The company’s board of directors could help Stocking by adding independent directors and ensuring Moyes doesn’t have the power to interfere with any decisions the incoming CEO makes, Pryce-Jones said.
Coming Tuesday: Feisty Swift Transportation CEO Jerry Moyes steps down
Stocking must also deal with a slew of government regulations that are coming down the road in the next two years.
Speed limiters and electronic logbooks, mandated under new government rules, will strain the industry over the next 12 to 24 months, Stocking said. The new rules will increase costs and slow down vehicles, making it harder for trucking companies to get shipments across the country.
Although he can’t control the economic environment or the regulations the company must adopt, Swift can do something about another major issue facing the trucking industry – finding enough drivers to move the freight.
It’s difficult to draw millennials to the industry, Stocking said, but Swift is being proactive in its attempts to recruit workers, and that goes well beyond paychecks.
“We have to show them what a great opportunity it is and that they can have a wonderful career as a truck driver,” he said. “We have to have predictability in home time. The younger drivers – they value home time as much as they do pay.”
It’s also a period of rapid technological change.
Although Stocking says such advances as fully autonomous trucks are still decades away, rapidly improving technology will help the industry.
“Our goal is to deliver a better life to employees by using technology,” he said. “We have advanced collision-avoidance systems, trucks with 12-speed automatic transmissions, even recorders in trucks that can mitigate or exonerate them in case of issues on the road.”
Technology also can be used to recruit young people to the driver’s seat, Stocking said.
Connectivity in the truck so they can stay in constant contact with their families is important to young drivers who don’t want to feel isolated. Ensuring safety, which can be advanced using technology, is another important factor for millennials considering a career in the industry.
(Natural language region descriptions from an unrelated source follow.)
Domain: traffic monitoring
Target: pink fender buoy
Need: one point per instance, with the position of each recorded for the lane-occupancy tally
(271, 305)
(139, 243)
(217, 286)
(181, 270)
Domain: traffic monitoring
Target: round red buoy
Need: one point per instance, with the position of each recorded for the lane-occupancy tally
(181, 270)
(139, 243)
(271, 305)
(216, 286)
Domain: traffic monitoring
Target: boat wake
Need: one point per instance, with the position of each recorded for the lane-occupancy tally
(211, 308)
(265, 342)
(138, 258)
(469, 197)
Offering shorter routes for those who don’t want to be on the road as much, offering opportunities for husband-and-wife driving teams, and making the industry more attractive to female drivers are all initiatives the company has worked on, Stocking said.
“If they want to stay close to home, we have those opportunities,” he said. “If a driver’s wife wants to be trained so they can be on the road, we have those opportunities. There are a plethora of opportunities to choose from. It’s like trying to play all the keys on a piano.”
Advancement opportunities are another draw for would-be drivers, Stocking said. Swift puts an emphasis on finding ways for quality employees to move up in the company, something he can attest to as evidenced by his ascension to chief executive.
He wants to foster strong leaders. The more training and education an employee receives, the more knowledge he or she will have of the company and the industry.
Stifel’s Larkin said he believes Stocking is genuine in his belief that the best way to move a company forward is by hiring and retaining quality employees.
“We want to cultivate leaders on the front line who understand our corporate goals,” he said. “You set those goals, and you help people believe in and execute them. You have a strong sense of accountability to those processes and goals. That’s how you move a company forward no matter what kind of environment you’re in.”
Stocking said he’s looking forward to running the company for which he’s worked for nearly 25 years.
He said he’s optimistic about its future and expects freight volumes to return to normal, and sincerely believes that with advanced technology in the trucks, millennials will be drawn to the industry, which will alleviate stress on capacity.
“I think we’ll have a fairly good peak season between now and the end of the year,” he said. “I’m hopeful it will build in 2017, and we’ll be able to continue to win and gain market share if the economy gets better.